Look. Look – see that? That email you replied to yesterday? THAT’S what they asked you to do. THAT is what you were supposed to do, you blithering idiot. Not serve up some self-indulgent wanky bag of wind and piss that will give everyone brain poisoning. You silly little fool. Twatty blogger? Twatty… TWAT more like (I can be incredibly articulate and eloquent at times)
And then of course, I couldn’t help it. I pictured the scene. The recipient of my email (sorry, so sorry) innocently opening the contents and being confronted with a wave of mawkish sentimentality and overemotional rambling of the most pathetic type. It played out in my head like a scene from Dynasty…
An office, somewhere in central London. A woman sits down at her laptop, and reads a document. As her eyes move down the page, her face changes from expectant, to doubtful, to concerned, to horrified. She calls over a colleague, and asks her to read the document. The same facial expressions follow, and at the end of each paragraph, the colleague looks over to the first woman, who nods each time, as if to say ‘I know.’

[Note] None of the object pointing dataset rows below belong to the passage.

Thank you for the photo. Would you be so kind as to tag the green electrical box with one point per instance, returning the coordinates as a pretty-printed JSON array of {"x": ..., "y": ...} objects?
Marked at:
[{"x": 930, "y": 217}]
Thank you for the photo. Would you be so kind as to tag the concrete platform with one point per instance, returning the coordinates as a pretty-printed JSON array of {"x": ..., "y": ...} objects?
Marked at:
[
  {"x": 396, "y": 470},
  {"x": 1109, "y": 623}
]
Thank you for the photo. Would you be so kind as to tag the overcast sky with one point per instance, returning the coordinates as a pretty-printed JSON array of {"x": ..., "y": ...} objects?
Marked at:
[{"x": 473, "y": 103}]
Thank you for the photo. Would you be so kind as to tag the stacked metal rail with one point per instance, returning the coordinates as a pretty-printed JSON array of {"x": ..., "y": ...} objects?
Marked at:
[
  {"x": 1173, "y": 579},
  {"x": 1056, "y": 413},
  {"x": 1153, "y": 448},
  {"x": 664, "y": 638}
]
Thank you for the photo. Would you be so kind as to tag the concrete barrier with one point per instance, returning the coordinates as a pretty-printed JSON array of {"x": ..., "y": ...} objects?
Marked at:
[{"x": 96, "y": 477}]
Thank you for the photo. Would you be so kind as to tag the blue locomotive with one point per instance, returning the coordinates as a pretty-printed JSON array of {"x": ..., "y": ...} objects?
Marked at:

Colleague: What are we going to do?
Woman: I don’t know
Colleague: No, but seriously, what are you going to do? You can’t use this!
Woman: Me? Why is it my problem?
Colleague: You bloody asked her to do this! It’s your fault!
Woman: We all talked about it and agreed! It wasn’t just me! And in any case, I had no idea that we were going to get… this.
Colleague: You’ll just have to email her and say we can’t use it Can we just pretend we never got it?
Woman: No, because I emailed her to say that I’d got it. What? Don’t look at me like that! It’s standard. You’ll have to email her – explain that something’s come up, and we can’t run it today.
Colleague: But she’s going to expect it to go up at some time. We can’t keep putting it off forever.
Woman: Nah, it’ll be old news.
Colleague: Not that old.
Woman: Look, are you trying to help here or not? I mean, can you think of anything better?
Colleague: Um… tell her… you’re dead?
Woman: Piss off. [Long silence] Tell her mumsnet’s closed?
Colleague: Plan. You do it.
Woman: No, you do it
[Descends into pitched battle with laptop being used as a weapon, mugs being hurled, bunting everywhere, hair pulled, toes stamped on, tables overturned, swivel chairs being used as battering rams, until the two combatants are on their hands and knees on the floor, panting, surveying the wreckage]
Colleague: You know how to sort this?
Colleague: Start a thread in AIBU.
[Cut to house in Norwich. A 35 year old woman checks her email for the 57th time, sighs, chews her fingers]
I paced the living room floor, occasionally pausing only to log out and back in to my email account. Nothing.
Still more nothing.
Oh god… What had I done? Why had I been so stupid? The Greek Chorus in my head clamoured ever louder. So loud in fact that I nearly rang Norwich City Council to put in a complaint about noise pollution. I sent a panicked message to a friend. Friend replied soothingly. I was off my face on anxiety, surfing the crest of fear and loathing in NR2. I could barely think of my own name. On the school run my feet weren’t working properly, and my knees were unco-operative. And in the midst of the usual shouting, food demands, hanging up coats and sibling low level bickering of our arrival home… ping. An email.
‘You can see your guest blogpost here, and I’ll be putting it on the Mumsnet front page later.’